Wednesday, 30 March 2016

Analytics in APEX Charts - Moving Average

Consider a chart with a trend that might be quite jagged across data points (blue line).

What if you would like a smoother version of that line - a moving average, if you will (red line). This stabilises the results, like looking at climate vs weather.
Oracle APEX Line Chart - 2 series
It's fairly easy from a SQL point of view - in this case it's another column in the original chart query
SELECT null lnk
  ,diff   label
  ,count(*) AS qty
  ,round(avg(count(*)) over (order by diff rows 
                             between 3 preceding and 3 following)
        ,2) AS moving_avg
...

The third column uses an analytical function to calculate the average of the 6 surrounding counts at any given point on the x-axis. The "rows between" syntax is often left to the default, which is everything up to the current value (see post comments), based on the order provided. In this case it explicitly specifies the 'window' of rows to average to be only nearby data points.

Note this report looks a lot cleaner with display setting 'Marker' using 'None', as opposed to 'Circle'.

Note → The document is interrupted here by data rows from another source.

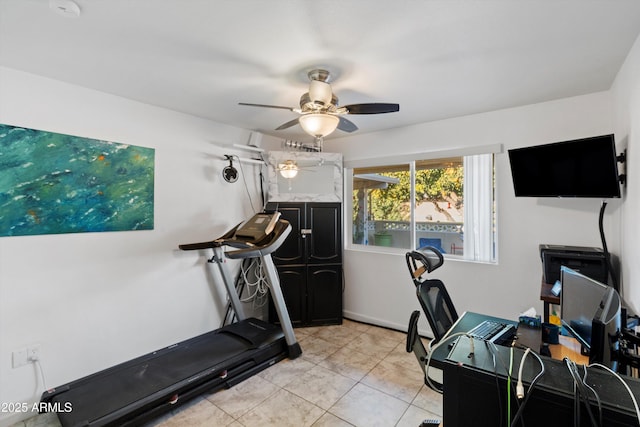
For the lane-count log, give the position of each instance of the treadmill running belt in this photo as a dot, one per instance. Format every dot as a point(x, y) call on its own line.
point(101, 398)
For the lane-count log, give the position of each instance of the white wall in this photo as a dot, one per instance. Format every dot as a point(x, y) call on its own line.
point(378, 286)
point(92, 300)
point(626, 94)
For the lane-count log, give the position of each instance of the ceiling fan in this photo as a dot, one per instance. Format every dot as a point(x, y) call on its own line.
point(319, 112)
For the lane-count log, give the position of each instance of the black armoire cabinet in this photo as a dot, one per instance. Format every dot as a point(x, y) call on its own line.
point(309, 263)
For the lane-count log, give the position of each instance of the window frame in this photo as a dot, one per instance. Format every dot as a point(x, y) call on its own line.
point(411, 159)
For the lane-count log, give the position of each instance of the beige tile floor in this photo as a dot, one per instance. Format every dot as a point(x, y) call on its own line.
point(348, 375)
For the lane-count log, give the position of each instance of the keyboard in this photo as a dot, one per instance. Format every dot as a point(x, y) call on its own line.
point(492, 331)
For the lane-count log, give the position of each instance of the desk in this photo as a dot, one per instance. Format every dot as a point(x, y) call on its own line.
point(476, 386)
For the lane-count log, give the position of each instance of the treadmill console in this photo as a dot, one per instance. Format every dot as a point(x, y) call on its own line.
point(258, 227)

Nice, simple way of providing the user information that can be easier to read & interpret.

2 comments:

Kim Berg Hansen said...

Thanks for promoting analytic functions, Scott, always great to see :-)

I have to add a small nitpick, though. You state:

The "rows between" syntax is often left to the default, which is everything up to the current row, based on the order provided.

That is not quite correct - it would be more correct to say:

The "rows between" syntax is often left to the default, which is everything up to the current VALUE, based on the order provided.

Because the default, when you have an ORDER BY clause and omit the windowing clause, is: RANGE BETWEEN UNBOUNDED PRECEDING AND CURRENT ROW.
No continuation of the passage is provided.